他的目光在士卒队列中来回扫了两遍,没找到放箭的人,倒是看到士卒们脸上也全是愕然和茫然,显然他们也都被这突如其来的一下弄懵了。
就在这时,第二波箭矢紧接着射了过来。
这次是七八支从不同方向同时飞出,目标全都指向河滩上倒地的宇文青鸾和蹲在她身边的大牛。
大牛听到了弓弦弹开的声音,下意识地把宇文青鸾往自己身下一护,同时腾出右手把背后的宣花大斧抽了出来横在身前。
箭矢砸在他的斧面上叮叮当当地弹开,但还有三四支绕过了斧面的遮挡,扎进了他的肩膀和大腿。
皮甲被箭头撕开了几道口子,血从伤口里渗出来。
大牛闷哼了一声,肩膀上中箭的地方传来一阵又麻又辣的疼。
他没有停手,把宇文青鸾从地上拽起来往肩上一扛,一边单手挥舞着大斧挡开后续零星的箭矢,一边朝河滩方向退。

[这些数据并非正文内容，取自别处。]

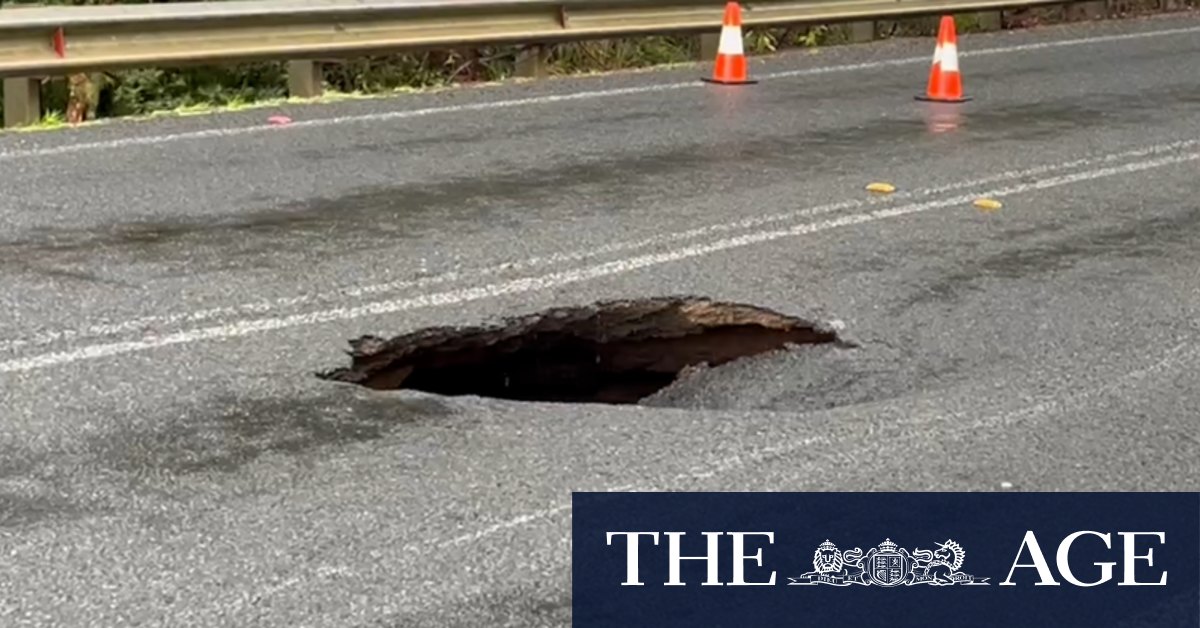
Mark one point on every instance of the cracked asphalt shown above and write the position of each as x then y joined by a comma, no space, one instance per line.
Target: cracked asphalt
171,288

耶律德光从灌木丛后面跳出来,身后跟着几十个弓弩手,朝河滩上的几个目标同时压过去。
他一边跑一边朝慕容天光的方向大喊:“别放他们走!那些北府军跟宇文青鸾是一伙的!”
慕容天光这才发现耶律德光一直潜藏在不远处,刚才那一箭也是他射的。
“耶律德光,你疯了!”
“赶紧住手!”
耶律德光一脸怒色地朝他喊道:“你看不出来她已经叛了吗?她就是在帮北府军过河!”
慕容天光被他喊得愣住了,然后猛地反应过来。
下游沙洲方向的喊杀声确实还在响,火炮声一浪接一浪地从那个方向压过来。
但他还是不愿意相信宇文青鸾已经叛变,朝耶律德光喊了一嗓子:“我说了,不许再放箭了!”

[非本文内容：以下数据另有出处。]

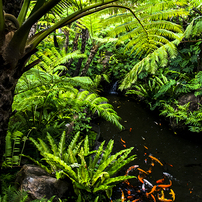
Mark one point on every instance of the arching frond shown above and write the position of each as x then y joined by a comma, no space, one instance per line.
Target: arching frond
149,63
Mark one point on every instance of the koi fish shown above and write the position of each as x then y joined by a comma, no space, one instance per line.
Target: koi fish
142,171
140,179
165,185
155,159
123,141
129,197
143,187
136,200
172,193
164,199
128,192
152,190
148,183
160,181
131,168
150,170
122,195
153,197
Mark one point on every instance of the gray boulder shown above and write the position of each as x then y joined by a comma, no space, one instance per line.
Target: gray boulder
39,184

与此同时,他也朝自己的士卒挥了挥手,示意众人原地待命,不准乱动
然而耶律德光没有理他,已经带人冲到了河滩近前,朝大牛的方向连射了两箭,但都被大牛侧身避开了。
大牛背着宇文青鸾退到了水边,脚后跟已经踩到了河滩的湿泥,再退一步就是临天河的水面了。
就在这时候,三面巨大的盾牌从侧面横插过来,严丝合缝地挡在了大牛和宇文青鸾的身前。
吕方带着几个亲卫从侧面冲了过来,盾牌竖起来钉在河滩上,后面的人用肩抵着盾牌内侧,形成了一道临时的移动壁垒。
箭矢砸在铁皮包裹的盾面上,噼噼啪啪地弹开。
“走!上船!”
吕方一把扯住大牛的肩膀把他往河边的方向拽,大牛背着宇文青鸾跟着他朝那条还没完全漂走的小船冲过去。

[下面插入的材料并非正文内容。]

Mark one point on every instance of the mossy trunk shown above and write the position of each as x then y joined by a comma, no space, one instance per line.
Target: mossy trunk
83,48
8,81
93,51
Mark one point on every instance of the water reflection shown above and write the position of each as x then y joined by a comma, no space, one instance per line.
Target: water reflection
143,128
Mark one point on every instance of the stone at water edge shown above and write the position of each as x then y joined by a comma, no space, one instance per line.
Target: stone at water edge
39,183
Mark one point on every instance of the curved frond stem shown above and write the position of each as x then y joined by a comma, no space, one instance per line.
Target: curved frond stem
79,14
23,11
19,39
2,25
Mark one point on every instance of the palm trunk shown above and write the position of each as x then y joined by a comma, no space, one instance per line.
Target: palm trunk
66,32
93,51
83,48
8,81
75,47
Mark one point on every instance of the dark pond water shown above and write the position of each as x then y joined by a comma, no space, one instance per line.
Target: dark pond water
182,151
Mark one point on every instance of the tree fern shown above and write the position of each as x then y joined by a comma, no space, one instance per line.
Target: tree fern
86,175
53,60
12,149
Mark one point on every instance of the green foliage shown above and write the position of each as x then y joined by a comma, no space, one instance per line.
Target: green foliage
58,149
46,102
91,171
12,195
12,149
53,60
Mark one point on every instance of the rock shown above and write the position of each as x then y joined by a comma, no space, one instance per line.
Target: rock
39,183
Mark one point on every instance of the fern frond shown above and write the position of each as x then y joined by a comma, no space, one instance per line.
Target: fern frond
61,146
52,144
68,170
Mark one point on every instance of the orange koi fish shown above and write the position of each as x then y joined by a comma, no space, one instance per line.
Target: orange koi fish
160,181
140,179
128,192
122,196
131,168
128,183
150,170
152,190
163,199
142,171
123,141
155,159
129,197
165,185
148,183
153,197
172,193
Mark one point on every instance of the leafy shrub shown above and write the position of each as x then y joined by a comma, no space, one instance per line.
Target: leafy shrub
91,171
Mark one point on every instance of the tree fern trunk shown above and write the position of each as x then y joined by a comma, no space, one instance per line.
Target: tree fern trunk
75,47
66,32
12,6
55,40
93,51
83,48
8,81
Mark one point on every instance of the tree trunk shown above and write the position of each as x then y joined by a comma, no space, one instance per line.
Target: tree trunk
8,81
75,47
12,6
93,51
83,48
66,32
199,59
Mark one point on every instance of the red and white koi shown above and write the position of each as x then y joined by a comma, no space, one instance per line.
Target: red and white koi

叶雄在另一侧指挥着十来个北府军士卒用连发强弩压住追兵的势头,弩匣里的箭矢一排排射出去,把追在最前面的几个弓弩手钉在了河滩上。
强弩的射速让耶律德光的人不得不侧身找掩体躲避,追击的势头被生生压慢了一拍。
就是这一拍的工夫,大牛背着宇文青鸾跳上了船。